Atlanta — The Home Depot Inc. reported that sales and profits both declined during the fourth quarter, stunted by one less week of sales than last year, and wilting under the heat of stepped-up pressure from arch-rival Lowe's, which is muscling into key markets The Home Depot once called its own.

Progressively weakening throughout the year, profits slipped by 3.4 percent, to $686 million from $710 million last year. Sales were off by 2.0 percent, to $12.2 billion from $13.5 billion, as both the number of sales transactions and their size declined. Same-store sales declined by 6.0 percent.

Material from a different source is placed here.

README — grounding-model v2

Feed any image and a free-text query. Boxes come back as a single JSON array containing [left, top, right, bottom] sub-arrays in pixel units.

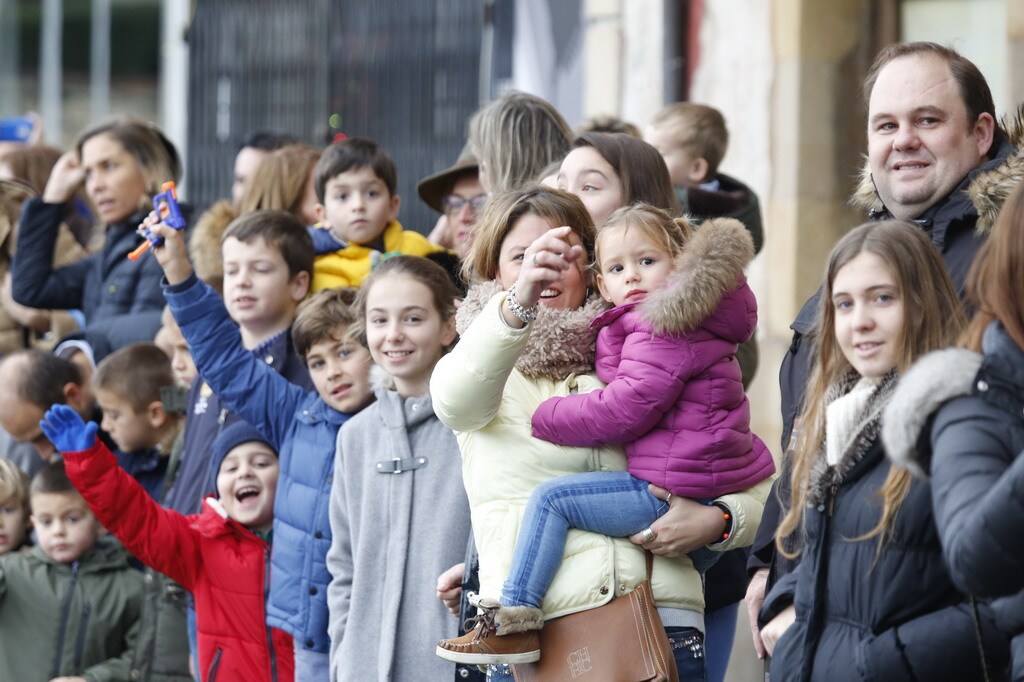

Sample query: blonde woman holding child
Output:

Skewing the year-over-year comparison, the 2002 fourth-quarter is up against a prior-year period with one more week of sales, 14 weeks vs. this year's 13. Comparing equivalent 13-week periods, sales increased by 5 percent, driven by new store openings, while earnings per share grew by 11 percent.

Taking a modest bite out of the bottom line, operating costs grew higher, offsetting stronger margins. Hurt by lower sales, expenses increased by 140 basis points, or 1.4 percentage points, to 23.7 percent of sales from 22.3 percent a year ago. Average gross margin widened by 120 basis points, to 32.0 percent of sales from 30.8 percent the preceding year. Despite the lower level of sales, gross margin dollars increased by 1.6 percent, to $4.2 billion.

Reflecting greater strength earlier in the year, 12-month profits climbed by 20.4 percent, to $3.7 billion from $3.0 billion. Sales for all of last year improved by 8.8 percent, to $58.2 billion from $53.6 billion. Same-store sales for the year were flat.